One of Cardinal George Pell’s chief aides working on reforming Vatican finances is leaving his post, The Tablet can report. Danny Casey, in charge of the “project management office” in the Holy See economy secretariat, had been brought to Rome two years ago by his fellow countryman Cardinal Pell: the two had previously worked closely together in Sydney when Casey was the archdiocese’s business manager.
“We are happy to confirm, as was anticipated when Danny commenced working in the Secretariat in 2014 for a 2-year term, he is leaving us at the end of September to return to Australia,” a statement from Cardinal Pell’s office confirmed. “We are enormously grateful for the contribution Danny has made to implementing the Holy Father’s Reforms.”

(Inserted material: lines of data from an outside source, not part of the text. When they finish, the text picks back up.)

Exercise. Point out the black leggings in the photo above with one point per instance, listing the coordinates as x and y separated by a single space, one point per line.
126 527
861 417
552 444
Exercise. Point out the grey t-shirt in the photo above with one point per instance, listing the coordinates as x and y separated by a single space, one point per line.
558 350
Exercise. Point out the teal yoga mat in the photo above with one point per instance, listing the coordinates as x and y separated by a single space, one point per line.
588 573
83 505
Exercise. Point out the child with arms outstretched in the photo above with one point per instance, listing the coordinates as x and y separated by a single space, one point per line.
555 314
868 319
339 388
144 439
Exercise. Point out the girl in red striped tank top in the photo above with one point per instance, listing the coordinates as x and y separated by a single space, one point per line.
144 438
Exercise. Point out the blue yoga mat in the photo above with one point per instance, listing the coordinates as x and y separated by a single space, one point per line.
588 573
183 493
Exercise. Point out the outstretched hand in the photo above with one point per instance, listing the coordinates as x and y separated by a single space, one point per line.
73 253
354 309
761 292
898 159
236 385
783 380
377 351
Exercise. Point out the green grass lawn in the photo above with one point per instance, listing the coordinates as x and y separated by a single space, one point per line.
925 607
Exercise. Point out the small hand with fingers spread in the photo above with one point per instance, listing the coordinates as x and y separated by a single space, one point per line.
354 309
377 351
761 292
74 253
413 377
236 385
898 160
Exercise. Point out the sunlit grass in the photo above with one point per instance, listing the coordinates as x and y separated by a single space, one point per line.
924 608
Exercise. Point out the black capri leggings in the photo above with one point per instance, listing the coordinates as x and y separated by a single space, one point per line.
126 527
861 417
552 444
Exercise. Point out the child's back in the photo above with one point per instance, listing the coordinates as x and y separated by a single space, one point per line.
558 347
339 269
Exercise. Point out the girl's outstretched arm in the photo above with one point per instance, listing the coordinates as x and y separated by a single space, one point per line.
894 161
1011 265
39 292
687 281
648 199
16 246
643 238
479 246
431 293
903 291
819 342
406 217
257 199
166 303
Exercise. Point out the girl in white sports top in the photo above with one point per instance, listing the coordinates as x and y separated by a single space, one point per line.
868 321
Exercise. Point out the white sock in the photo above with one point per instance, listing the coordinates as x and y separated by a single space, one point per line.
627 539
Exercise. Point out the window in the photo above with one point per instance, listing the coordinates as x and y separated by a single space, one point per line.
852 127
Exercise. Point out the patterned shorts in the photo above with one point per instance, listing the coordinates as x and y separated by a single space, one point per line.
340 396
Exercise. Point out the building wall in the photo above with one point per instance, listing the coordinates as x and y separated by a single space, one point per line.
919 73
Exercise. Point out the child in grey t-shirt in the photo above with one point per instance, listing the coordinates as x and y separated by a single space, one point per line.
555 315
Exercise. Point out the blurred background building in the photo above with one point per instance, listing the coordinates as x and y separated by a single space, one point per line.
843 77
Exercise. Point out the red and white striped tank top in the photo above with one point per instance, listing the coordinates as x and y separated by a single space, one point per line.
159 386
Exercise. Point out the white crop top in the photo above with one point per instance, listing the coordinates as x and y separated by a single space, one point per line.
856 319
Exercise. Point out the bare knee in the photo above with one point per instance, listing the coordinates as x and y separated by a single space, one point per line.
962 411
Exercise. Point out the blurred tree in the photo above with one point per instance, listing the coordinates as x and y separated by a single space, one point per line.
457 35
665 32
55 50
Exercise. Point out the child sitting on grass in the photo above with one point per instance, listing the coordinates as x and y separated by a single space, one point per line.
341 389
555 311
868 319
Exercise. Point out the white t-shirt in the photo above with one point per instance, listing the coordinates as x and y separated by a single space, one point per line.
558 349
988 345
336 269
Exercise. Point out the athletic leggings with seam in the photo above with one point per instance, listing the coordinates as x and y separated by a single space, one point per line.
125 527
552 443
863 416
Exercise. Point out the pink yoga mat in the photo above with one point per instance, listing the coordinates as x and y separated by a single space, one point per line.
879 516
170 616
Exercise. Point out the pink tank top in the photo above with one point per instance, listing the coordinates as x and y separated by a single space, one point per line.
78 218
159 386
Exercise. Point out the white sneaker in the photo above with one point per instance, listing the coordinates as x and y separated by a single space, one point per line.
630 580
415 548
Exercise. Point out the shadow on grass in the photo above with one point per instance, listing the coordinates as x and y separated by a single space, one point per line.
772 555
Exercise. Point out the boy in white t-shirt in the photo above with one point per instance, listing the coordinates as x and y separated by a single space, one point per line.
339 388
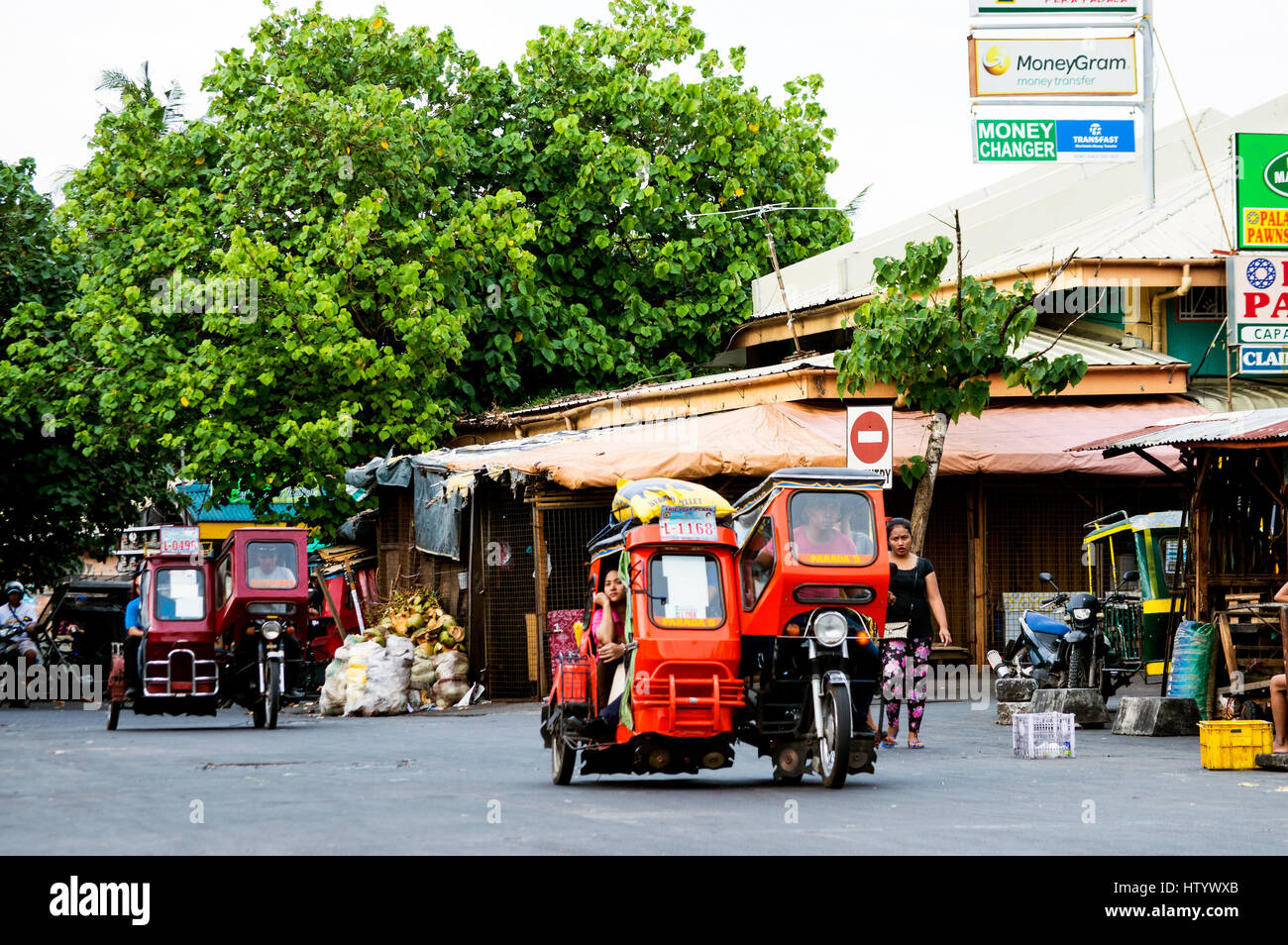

Casey (pictured left with Cardinal Pell) had been put in charge of implementing series of changes to the management of Holy See finances including greater accountability and a more robust management of budgets. Among them was the transfer of APSA - the Vatican financial powerhouse which oversees properties and assets - into Cardinal Pell’s Secretariat for the Economy.
But the reforms in the Vatican have been marked by internal opposition and complaints from some in the Holy See that Pell had over-reached himself. A law issued earlier this month by Pope Francis trimmed back some cardinal’s powers by ruling that major functions of APSA would no longer be controlled by his secretariat - although it will retain a supervisory role.
There was also the planned audit of Vatican finances by PricewaterhouseCoopers which had to be shelved following resistance by senior officials - PwC are instead assisting the Holy See’s auditor general with the job.
Casey’s departure will be read by some as isolating the cardinal in his reform efforts: on the other hand, Pell, who has reached the bishop retirement age of 75, has pledged he will serve until 2019. Last month he said the reforms to Vatican finances were “irreversible” and there are no longer any “pools of darkness.” The cardinal has overseen a change in leadership at the Vatican bank, the appointment of the first independent auditor general and better budgeting and control of expenditure.
In a interview last week Casey said one of the biggest challenges he had faced in Rome was a culture where authority was not questioned. “Questioning superiors is not really the culture. But where we come from it certainly is and we welcome,” he told The Deal, a business magazine published by The Australian newspaper.
Soon after taking up their positions the cardinal and Casey went through all the Vatican finances and found hundreds of millions of euros unaccounted for.
“It doesn’t mean there was skulduggery or financial malpractice, but in the absence of having some transparency of financial investments off the books how do you know?” he said. “The total amount off the books, when you take into account the entities, was about €2 billion ($3bn).”
He also denied a “clash of cultures” between outsiders and Italians saying the vast majority of employees at the economy secretariat are Italian and “deeply committed" to the reform work.